As to how the high cost of the Internet is affecting the growth of streaming in Kenya, Tabu, says: “The streaming solution only works well for urban-based performers where the infrastructure exists, and is relatively easy to access, but does not apply to those based in peri-urban areas and villages with limited or no access due to the high cost Internet.”
Cecil says were data free, “people would be streaming a lot more.” He believes if “the less affluent people’’ stream more, local artistes would be impacted positively.
“…the high cost of data not only reduces the quantity of streams, but also makes the digital music industry less democratic,” he further notes.
Ndambuki believes “the cost of Internet and mobile data are key to unlocking the potential of the streaming platform in the [sub-Saharan Afria].”
She is, however, disheartened to confess that “Internet access is still expensive in most Sub-Saharan Africa territories” and most importantly that “this means fewer people can consistently access the Internet.”

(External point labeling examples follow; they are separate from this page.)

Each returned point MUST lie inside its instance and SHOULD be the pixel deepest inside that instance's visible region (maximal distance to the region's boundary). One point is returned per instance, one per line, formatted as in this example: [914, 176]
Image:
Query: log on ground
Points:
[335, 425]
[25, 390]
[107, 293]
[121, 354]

She adds: “Besides that, Internet speed seems to be far below the global threshold of 10 Mbps, making it difficult to fully realise the benefits of the Internet.”

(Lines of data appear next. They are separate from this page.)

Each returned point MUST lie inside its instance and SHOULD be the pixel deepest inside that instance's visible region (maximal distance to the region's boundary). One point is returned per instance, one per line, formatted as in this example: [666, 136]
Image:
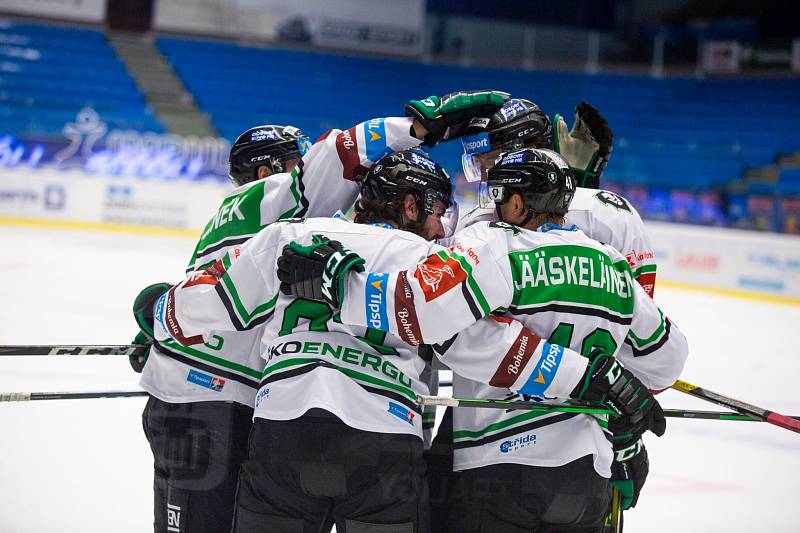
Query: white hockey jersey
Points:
[609, 218]
[367, 378]
[228, 366]
[562, 285]
[606, 217]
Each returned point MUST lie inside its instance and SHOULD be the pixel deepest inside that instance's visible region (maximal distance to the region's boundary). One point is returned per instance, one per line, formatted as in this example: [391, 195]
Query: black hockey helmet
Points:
[541, 176]
[268, 145]
[518, 124]
[408, 172]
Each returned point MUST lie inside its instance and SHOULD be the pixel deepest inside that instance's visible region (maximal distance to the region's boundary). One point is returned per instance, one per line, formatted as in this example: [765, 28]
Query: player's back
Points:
[569, 289]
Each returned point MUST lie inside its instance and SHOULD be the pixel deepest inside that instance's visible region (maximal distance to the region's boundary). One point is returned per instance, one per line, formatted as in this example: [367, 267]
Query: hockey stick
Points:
[31, 396]
[769, 417]
[79, 349]
[576, 407]
[613, 522]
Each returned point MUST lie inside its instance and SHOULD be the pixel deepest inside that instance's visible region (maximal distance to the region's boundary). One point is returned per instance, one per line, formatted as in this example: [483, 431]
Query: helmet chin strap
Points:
[528, 216]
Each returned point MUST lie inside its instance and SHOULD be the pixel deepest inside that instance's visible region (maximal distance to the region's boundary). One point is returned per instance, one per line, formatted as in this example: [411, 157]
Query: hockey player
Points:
[603, 215]
[563, 286]
[200, 410]
[337, 429]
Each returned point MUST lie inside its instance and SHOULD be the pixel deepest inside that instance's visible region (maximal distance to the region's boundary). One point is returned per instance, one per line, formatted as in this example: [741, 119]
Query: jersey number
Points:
[318, 314]
[599, 340]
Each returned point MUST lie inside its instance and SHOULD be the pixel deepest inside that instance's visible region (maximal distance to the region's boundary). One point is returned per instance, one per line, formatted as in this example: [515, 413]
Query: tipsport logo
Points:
[544, 371]
[375, 300]
[437, 276]
[515, 444]
[424, 162]
[263, 135]
[476, 144]
[205, 380]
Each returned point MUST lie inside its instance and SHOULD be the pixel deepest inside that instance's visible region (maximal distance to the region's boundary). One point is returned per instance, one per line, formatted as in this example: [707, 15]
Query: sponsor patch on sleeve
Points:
[375, 301]
[206, 380]
[515, 359]
[544, 371]
[375, 139]
[401, 412]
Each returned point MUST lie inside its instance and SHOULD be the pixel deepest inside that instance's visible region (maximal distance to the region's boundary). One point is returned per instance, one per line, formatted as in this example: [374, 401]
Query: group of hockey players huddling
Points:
[285, 369]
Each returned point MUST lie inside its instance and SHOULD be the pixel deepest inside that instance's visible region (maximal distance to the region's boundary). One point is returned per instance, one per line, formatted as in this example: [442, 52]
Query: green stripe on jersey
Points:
[571, 274]
[218, 361]
[239, 215]
[245, 316]
[644, 269]
[353, 374]
[471, 282]
[491, 428]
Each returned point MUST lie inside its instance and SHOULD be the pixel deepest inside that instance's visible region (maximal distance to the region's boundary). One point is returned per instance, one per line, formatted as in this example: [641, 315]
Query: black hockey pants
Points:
[305, 474]
[510, 498]
[197, 450]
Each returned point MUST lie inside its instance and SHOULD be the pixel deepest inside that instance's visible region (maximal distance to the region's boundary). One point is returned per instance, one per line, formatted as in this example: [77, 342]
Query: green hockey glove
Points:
[317, 271]
[447, 117]
[143, 307]
[628, 475]
[587, 147]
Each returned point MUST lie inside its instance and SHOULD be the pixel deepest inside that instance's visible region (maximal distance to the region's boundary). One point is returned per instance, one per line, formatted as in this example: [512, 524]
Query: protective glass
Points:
[490, 195]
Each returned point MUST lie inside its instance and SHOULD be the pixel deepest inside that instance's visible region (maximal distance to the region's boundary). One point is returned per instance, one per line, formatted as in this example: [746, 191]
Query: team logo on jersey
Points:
[401, 412]
[262, 395]
[437, 276]
[206, 380]
[209, 276]
[505, 226]
[614, 200]
[405, 312]
[517, 443]
[544, 371]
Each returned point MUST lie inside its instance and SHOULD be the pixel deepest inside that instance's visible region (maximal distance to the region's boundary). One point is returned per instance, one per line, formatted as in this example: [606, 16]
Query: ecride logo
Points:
[517, 443]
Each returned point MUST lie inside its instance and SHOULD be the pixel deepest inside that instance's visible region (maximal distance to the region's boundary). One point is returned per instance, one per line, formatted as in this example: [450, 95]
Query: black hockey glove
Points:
[317, 271]
[138, 359]
[607, 381]
[143, 313]
[629, 472]
[587, 147]
[447, 117]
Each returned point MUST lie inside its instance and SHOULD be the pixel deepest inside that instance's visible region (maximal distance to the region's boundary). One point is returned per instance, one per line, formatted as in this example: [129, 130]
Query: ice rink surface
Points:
[85, 466]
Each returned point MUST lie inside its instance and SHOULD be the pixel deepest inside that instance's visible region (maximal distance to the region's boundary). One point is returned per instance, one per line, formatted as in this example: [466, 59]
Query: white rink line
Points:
[84, 465]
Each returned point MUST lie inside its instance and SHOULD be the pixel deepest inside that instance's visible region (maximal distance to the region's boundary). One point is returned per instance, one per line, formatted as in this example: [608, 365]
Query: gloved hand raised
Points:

An improvement in infrastructure that translates to improved Internet access and affordability would, in Ms Ndambuki’s assessment, help actualise and concretise the Africa Continental Free Trade Area.
“Three common cross-cutting challenges to consider in achieving universal Internet access and its benefits which governments in Africa can work towards achieving are Internet and power infrastructure, device and Internet affordability and digital education and awareness,” she notes, concluding: “If governments can leverage on these with clear cut solutions, then digital industries, including music, will experience exponential growth in the coming years.”